Rich, who was listening in, looked shocked. “I’ll bet you snuck around the house when you were a kid and looked for Christmas presents,” he told the Anarchist.
The Anarchist rolled his eyes.
Rich continued to stare at him. The Anarchist could not imagine what response he was supposed to offer to this affront. He decided on: “‘Snuck’ isn’t a word. It’s ‘sneaked.’”
Rich continued to glare at him.
“It’s a common mistake.”
“We
can’t
call,” Mike said. “It would be wrong.”
“Oh, for shit’s sake!
I’ll
call.”
The Anarchist was back within minutes. The tutor was real, and he was not Ted.
But somehow he still was. Sometimes, late at night, the Anarchist would hear a noise at the half window near the ceiling of his basement bedroom and would start awake. He would wonder if the noise had been real, or only in his head. It could be either – one of those phantom occurrences that happen at the very edge of consciousness like a voice in half-sleep. The Anarchist abhorred those voices, which spoke to him from thin dreams playing themselves out in the curtain space between wakefulness and slumber.
Hey, a dream voice might say. Come over here, will you?
His sluggish, barely-awake mind would process the thought and return a verdict: NOT A REAL VOICE.
After a while, the voice might speak inside his head (or out in the world? Which was it?) for a second time. It always sounded impatient.
Hey. Hey, did you get the cheese like I asked you?
His mind would hear the voice again and decide: NOT A REAL VOICE. BORDERLINE DREAM STATE CREATES THE ILLUSION OF PERSISTENT INQUIRY, BUT THIS IS AN APPARITION NONETHELESS.
The voice would ask, even more impatient, Hey. Are you listening to me? Did you get the cheese or not?
Mental wheels would spin, unsure.
I can’t make the quiche without that cheese. Did you forget again?
YOU’RE ON YOUR OWN, ASSHOLE. I’M GOING TO DISNEYWORLD.
Once analysis failed, he would begin to wonder if he should respond to the voice. If he didn’t answer soon, the quiche might never get made.
Hello? he would think to himself.
Why won’t you answer me?
Hello?
Are you deaf?
“Hello?”
Once he actually gave in and spoke aloud, he always felt ridiculous. The spoken word felt so loud and alien in the dream half-state that it seemed as if he might wake the world.
As the veil of sleep returned, the voice might ask again: Hey. Did you get it?
He sat upright and alert and scanned the room. Nothing there. He looked up at the small window and regarded it. Nothing there either.
Of course.
Now there was a sound at the other end of his room, near his desk. He turned his head and saw a shape there.
Or
was
it really there? The voice hadn’t been, after all.
Hey, said the shape.
The Anarchist laid his head down on his pillow and turned away.
Hey.
“Quiet,” he said out loud.
“Hey.”
Had that been aloud? He turned and looked again, and saw the same shape behind the desk. But of course, it was just a pile of clothes.
Hey, want a tutor?
The voice was in his head, but it was unmistakably Ted’s voice.

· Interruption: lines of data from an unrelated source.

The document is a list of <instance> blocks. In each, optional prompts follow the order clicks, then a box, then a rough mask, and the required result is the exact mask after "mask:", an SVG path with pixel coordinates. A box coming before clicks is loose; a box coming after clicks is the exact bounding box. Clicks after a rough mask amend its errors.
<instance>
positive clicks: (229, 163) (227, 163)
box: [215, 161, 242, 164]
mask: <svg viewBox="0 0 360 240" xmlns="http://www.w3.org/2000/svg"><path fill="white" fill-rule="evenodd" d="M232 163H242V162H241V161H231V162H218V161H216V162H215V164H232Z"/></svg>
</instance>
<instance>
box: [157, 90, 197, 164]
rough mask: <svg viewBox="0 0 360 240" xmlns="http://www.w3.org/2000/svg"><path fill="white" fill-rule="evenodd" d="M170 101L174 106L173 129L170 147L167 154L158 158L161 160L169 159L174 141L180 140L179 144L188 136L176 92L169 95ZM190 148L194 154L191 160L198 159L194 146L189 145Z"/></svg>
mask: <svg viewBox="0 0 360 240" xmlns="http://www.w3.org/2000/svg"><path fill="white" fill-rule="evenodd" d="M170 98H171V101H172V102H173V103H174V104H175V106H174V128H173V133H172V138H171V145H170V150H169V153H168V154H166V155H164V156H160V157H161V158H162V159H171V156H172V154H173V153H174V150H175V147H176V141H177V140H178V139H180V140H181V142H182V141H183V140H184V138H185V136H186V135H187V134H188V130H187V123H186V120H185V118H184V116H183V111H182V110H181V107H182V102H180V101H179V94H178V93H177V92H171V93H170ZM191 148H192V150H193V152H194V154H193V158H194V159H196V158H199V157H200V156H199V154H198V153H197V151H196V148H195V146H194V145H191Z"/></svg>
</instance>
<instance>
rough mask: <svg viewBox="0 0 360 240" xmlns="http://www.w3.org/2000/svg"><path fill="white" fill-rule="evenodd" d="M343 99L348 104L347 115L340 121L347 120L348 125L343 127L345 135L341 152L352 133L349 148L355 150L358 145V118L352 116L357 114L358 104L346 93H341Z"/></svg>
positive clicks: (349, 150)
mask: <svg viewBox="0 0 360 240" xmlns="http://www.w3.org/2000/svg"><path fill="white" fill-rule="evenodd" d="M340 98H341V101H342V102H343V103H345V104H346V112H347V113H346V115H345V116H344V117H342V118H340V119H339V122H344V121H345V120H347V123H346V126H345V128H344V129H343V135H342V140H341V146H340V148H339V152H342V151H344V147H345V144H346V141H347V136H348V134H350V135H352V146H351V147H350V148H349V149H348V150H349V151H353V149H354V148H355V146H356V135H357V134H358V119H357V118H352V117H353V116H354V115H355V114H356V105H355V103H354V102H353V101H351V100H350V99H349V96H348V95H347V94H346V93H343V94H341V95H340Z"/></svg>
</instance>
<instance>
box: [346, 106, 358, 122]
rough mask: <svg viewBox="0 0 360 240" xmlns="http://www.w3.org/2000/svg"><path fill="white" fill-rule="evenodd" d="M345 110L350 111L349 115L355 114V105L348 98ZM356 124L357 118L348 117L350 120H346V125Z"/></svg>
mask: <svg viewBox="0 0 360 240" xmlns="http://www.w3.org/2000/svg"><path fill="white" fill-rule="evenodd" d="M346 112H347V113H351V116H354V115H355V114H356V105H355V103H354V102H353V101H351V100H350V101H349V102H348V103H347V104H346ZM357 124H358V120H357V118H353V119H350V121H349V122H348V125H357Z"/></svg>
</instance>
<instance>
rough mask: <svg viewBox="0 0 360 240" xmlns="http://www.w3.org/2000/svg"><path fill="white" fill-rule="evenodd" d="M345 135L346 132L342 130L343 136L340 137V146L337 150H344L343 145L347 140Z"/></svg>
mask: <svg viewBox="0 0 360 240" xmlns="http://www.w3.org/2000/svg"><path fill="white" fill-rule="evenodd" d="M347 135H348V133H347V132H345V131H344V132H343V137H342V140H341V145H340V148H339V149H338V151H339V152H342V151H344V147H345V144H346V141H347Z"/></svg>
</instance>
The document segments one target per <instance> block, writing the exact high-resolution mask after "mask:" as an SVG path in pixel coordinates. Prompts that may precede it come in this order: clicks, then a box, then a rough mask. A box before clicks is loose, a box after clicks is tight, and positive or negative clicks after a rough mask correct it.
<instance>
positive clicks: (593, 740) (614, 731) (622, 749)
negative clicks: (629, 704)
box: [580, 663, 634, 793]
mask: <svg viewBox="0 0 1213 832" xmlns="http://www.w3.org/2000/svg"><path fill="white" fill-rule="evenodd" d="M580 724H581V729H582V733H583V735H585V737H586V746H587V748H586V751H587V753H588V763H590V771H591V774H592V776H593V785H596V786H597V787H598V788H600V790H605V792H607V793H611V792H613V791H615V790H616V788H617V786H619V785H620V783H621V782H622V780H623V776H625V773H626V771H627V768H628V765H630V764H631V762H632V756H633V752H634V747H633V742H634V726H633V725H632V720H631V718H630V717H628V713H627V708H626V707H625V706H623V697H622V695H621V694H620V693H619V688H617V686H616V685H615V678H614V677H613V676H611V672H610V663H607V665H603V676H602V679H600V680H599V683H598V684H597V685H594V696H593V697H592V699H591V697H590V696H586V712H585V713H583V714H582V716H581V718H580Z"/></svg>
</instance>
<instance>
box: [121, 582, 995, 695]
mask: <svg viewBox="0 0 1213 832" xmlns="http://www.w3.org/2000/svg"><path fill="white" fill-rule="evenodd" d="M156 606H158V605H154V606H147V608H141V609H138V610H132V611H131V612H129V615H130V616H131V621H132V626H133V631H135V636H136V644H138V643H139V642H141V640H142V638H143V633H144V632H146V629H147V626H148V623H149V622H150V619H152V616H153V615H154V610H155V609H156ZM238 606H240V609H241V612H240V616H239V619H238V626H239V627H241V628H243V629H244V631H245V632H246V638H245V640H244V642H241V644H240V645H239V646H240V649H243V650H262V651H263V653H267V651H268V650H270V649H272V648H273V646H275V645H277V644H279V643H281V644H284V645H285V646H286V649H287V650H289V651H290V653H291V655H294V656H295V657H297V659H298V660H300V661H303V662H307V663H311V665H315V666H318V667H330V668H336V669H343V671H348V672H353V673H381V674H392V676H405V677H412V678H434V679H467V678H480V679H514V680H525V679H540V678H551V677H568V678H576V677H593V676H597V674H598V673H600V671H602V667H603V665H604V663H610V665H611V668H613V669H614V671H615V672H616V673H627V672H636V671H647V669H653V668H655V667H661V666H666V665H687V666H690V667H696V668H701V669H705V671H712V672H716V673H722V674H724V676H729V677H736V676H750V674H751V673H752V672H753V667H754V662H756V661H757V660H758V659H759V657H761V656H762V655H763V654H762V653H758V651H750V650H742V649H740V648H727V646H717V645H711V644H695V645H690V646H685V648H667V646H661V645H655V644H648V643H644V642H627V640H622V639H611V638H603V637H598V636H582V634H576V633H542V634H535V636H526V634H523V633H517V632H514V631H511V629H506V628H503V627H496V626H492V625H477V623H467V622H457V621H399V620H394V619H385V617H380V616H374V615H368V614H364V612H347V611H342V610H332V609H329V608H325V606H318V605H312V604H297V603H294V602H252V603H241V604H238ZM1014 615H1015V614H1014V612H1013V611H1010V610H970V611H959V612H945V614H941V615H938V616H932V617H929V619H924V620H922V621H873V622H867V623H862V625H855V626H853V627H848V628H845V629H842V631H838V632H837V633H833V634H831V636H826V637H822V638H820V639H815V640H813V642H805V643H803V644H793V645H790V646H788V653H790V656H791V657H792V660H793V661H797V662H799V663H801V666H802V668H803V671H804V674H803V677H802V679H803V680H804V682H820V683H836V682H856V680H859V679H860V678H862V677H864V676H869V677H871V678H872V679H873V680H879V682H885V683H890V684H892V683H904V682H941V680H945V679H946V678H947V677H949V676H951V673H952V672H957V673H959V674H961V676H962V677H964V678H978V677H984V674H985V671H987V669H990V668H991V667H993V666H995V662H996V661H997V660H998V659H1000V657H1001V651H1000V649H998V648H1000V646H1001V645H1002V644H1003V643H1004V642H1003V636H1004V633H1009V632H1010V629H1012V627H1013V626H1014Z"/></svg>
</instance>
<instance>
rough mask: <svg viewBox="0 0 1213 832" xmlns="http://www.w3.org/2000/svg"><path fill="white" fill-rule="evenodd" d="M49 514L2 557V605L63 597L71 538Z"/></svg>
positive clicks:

No? it said. Well, I’ll just leave you a flier in case you change your mind.
Through the cobwebs, the Anarchist thought: Good riddance. And in the morning, there’d been a math tutor flier affixed to the side of his desk.

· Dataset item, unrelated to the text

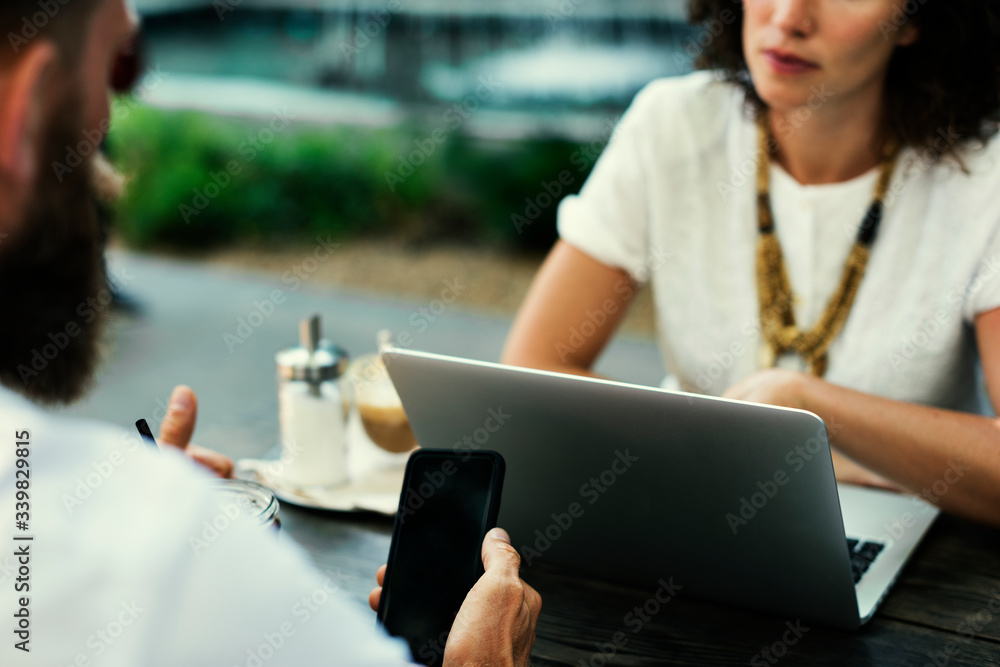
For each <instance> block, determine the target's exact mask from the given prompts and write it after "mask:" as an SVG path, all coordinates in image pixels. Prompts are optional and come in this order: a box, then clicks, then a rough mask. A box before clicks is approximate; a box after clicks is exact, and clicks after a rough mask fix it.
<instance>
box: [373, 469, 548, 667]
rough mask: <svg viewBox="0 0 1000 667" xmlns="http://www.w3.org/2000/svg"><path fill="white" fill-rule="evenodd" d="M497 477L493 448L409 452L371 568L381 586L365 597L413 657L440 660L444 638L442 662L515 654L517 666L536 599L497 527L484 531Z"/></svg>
mask: <svg viewBox="0 0 1000 667" xmlns="http://www.w3.org/2000/svg"><path fill="white" fill-rule="evenodd" d="M502 485H503V458H502V457H500V455H499V454H496V453H495V452H482V451H481V452H473V453H469V452H464V453H457V452H453V451H450V450H420V451H418V452H415V453H414V454H412V455H411V457H410V460H409V462H408V464H407V470H406V476H405V479H404V483H403V493H402V495H401V497H400V506H399V513H398V514H397V517H396V525H395V528H394V531H393V538H392V545H391V547H390V552H389V563H388V565H387V568H386V570H385V571H384V572H383V571H381V570H380V572H379V574H380V575H381V581H380V583H384V586H385V587H384V590H382V591H378V592H375V591H373V594H372V598H371V599H370V602H371V603H372V606H373V607H376V606H377V608H378V618H379V622H380V623H381V624H382V625H383V626H384V627H385V628H386V630H387V631H388V632H389V634H392V635H394V636H399V637H403V638H405V639H406V640H407V641H408V643H409V644H410V649H411V652H412V654H413V657H414V659H415V660H418V661H420V662H422V663H424V664H430V665H440V664H442V662H443V660H444V658H445V646H446V645H447V647H448V654H449V661H450V658H451V657H455V656H461V657H462V659H463V660H465V659H468V657H469V656H470V655H484V656H489V661H490V662H492V661H495V660H498V659H499V658H500V657H501V656H508V657H515V656H520V655H521V654H523V655H524V656H525V662H524V663H521V662H518V663H516V664H527V663H526V659H527V656H529V655H530V652H531V646H532V645H533V643H534V628H535V623H536V622H537V619H538V610H539V609H540V607H541V599H540V598H539V596H538V594H537V593H536V592H535V591H534V590H533V589H531V587H530V586H528V585H527V584H525V583H524V582H522V581H521V580H520V577H519V576H518V567H519V566H520V558H519V557H518V555H517V552H516V550H515V549H514V548H513V547H511V546H510V543H509V538H507V536H506V533H504V532H503V531H496V532H495V533H492V534H491V535H490V536H489V537H487V532H488V531H489V530H490V529H491V528H493V527H494V526H495V524H496V516H497V513H498V512H499V501H500V491H501V489H502ZM505 540H506V541H505ZM484 565H485V575H484ZM512 593H513V594H512ZM376 603H377V605H376ZM463 603H464V604H463ZM498 616H499V617H498ZM449 633H450V634H449ZM491 637H493V638H494V641H490V640H489V639H490V638H491ZM512 637H513V638H514V641H512V640H511V638H512ZM484 651H485V652H484ZM497 651H500V652H499V653H497Z"/></svg>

So Ted was the tutor after all.
When the Anarchist passed his nocturnal discovery on to Jenny, her response was a confusing one.
“A mocha today?” she asked.
“What?”
“Do you want a mocha?”
The Anarchist looked at Jenny, her red-dyed hair thrown back over her fall jacket. She was, it seemed, only interested in getting the daily order so that she could steal drinks for the crew from her other job at Java Jive.
“Wait a minute,” he said, “what do you think about Ted?”
“I think it would be funny if he got hit by a COTA bus.”
“Shit,” agreed Smooth B.
“Forget it. Yeah, a mocha.”
She turned to Smooth B. “And you? You want your usual manly drink? The iced mocha, blended into a slushie?”
“Yeah.”
Ten minutes after Jenny left, the Anarchist turned to Smooth. “So, do
you
think what I said means that Army Ted is the tutor?”
“From a dream? Shit. I have crazy dreams all the time. I dreamt last night I’s doin’ this chick and my dick turned into a umbrella.”